Reunião de líderes do Senado, onde Moraes será sabatinado 

A indicação de Moraes ocorre no momento em que cresce a desconfiança de que Michel Temer teria sido beneficiário de doações da construtora Norberto Odebrecht e no ponto em que o STF analisa a homologação da delação premiada de mais de 70 executivos da empreiteira. Ocorre ainda num período em que análises conjunturais começam a ver a Lava Jato como um elemento de bloqueio à lenta recuperação econômica e boa parte do establishment político estima que a investigação já cumpriu seu papel de desgastar a popularidade do Partido dos Trabalhadores e de seus principais líderes.

 Além disso, Alexandre de Moraes já deu sinais de que seria contrário à execução penal provisória em segunda instância - posição inversa à do ministro do STF a quem deve substituir, Teori Zavascki, morto em acidente aéreo, em janeiro. Na prática, a revisão desta medida no Supremo seria suficiente para evitar prisões antes de sentença definitiva, o que favoreceria prescrições e desestimularia delações e devoluções de valores obtidos por meios ilícitos, como ressaltou em artigo um dos principais promotores da Lava Jato, o procurador Deltan Dellagnol.

 Temer teria dezenas de opções para a nomeação do substituto de Teori. Pelo aspecto puramente técnico, Moraes era a pior delas. Trata-se de personagem que vinha sendo alvo de pesadas críticas por seu desempenho à frente do Ministério da Justiça em razão não só de vazamentos de operações da Polícia Federal justamente no âmbito da Lava Jato como também de sua atuação ante a série de rebeliões carcerárias principalmente em prisões do Norte e Nordeste no início do ano. Filiado e militante do PSDB, Moraes defendeu como advogado interesses de uma cooperativa de transportes em São Paulo que supostamente está vinculada à facção Primeiro Comando da Capital, o PCC, pivô da crise prisional que se espalha pelo País.
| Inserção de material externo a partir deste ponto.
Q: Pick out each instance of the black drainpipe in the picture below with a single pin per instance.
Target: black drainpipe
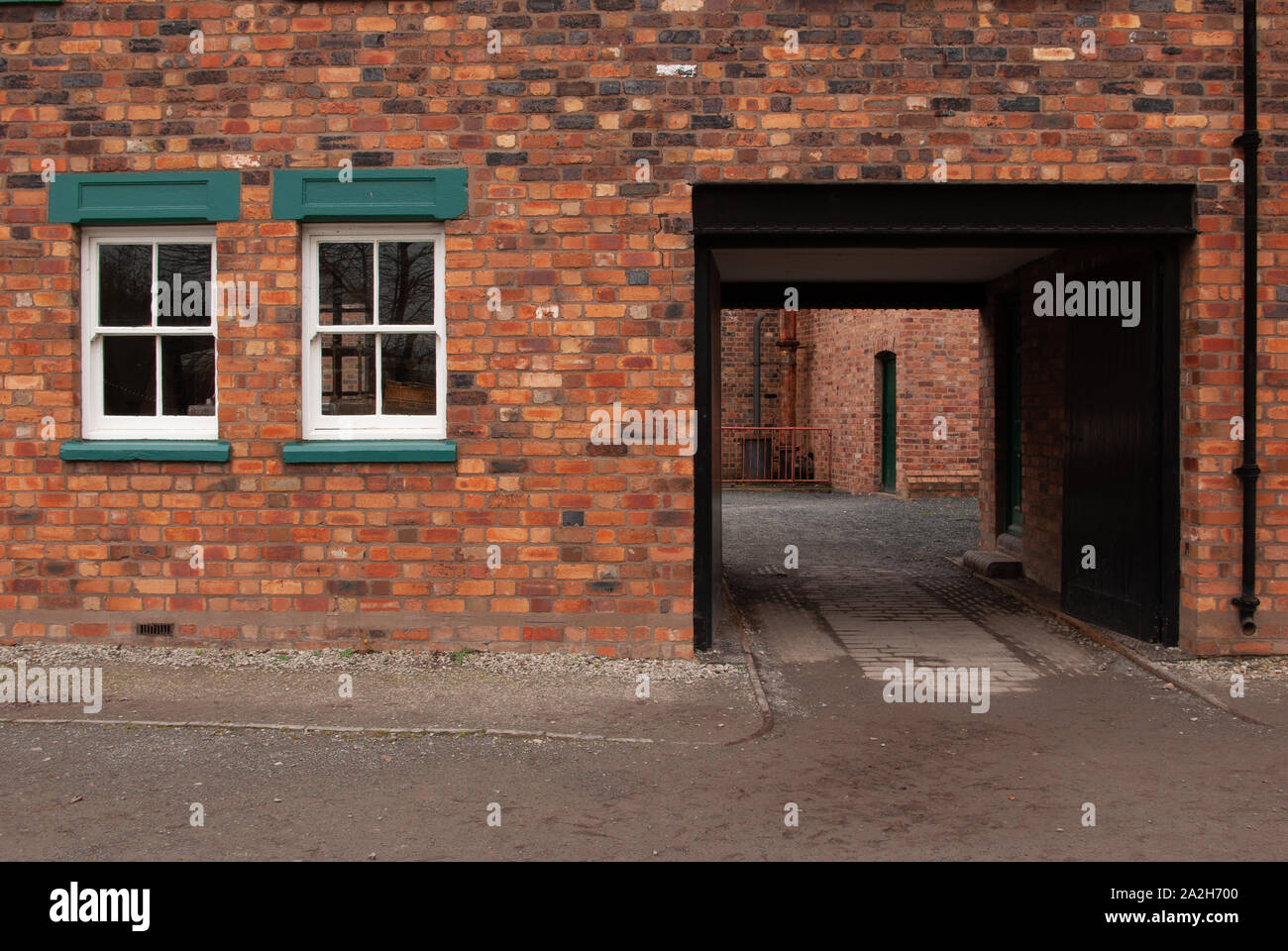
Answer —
(1247, 600)
(755, 365)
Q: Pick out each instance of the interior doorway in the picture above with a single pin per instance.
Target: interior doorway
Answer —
(889, 416)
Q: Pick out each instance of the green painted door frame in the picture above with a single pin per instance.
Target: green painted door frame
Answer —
(1016, 457)
(889, 411)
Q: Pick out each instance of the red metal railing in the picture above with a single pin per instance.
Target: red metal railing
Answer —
(776, 454)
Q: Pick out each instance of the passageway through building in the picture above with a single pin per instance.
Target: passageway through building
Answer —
(1077, 289)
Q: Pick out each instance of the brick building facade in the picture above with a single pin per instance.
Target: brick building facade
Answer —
(549, 154)
(838, 371)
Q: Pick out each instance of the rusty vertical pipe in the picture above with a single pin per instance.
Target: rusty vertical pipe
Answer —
(787, 343)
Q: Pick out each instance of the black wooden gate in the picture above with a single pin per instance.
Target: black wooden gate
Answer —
(1119, 539)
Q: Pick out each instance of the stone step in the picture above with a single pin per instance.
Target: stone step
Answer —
(993, 564)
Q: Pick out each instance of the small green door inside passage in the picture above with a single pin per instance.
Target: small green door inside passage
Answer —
(888, 416)
(1016, 474)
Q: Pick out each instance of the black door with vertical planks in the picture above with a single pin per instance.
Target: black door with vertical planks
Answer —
(1113, 541)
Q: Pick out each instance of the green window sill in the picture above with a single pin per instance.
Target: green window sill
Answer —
(147, 450)
(370, 451)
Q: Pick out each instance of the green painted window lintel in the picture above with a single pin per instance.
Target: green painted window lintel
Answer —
(370, 451)
(147, 450)
(146, 197)
(373, 195)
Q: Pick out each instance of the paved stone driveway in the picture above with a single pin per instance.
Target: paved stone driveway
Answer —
(872, 581)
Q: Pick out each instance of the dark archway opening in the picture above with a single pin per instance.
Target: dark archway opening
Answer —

 Como político veterano, Temer tem plena consciência do desgaste que a nomeação de um ministro do STF tão vinculado ao Poder Executivo provoca. Mesmo assim, optou por pagar o alto preço para instalar o aliado-chave no Supremo, onde tramitarão processos que levantam suspeitas sobre o presidente da República. É descabido imaginar que por tal desgaste se espere alguma contrapartida?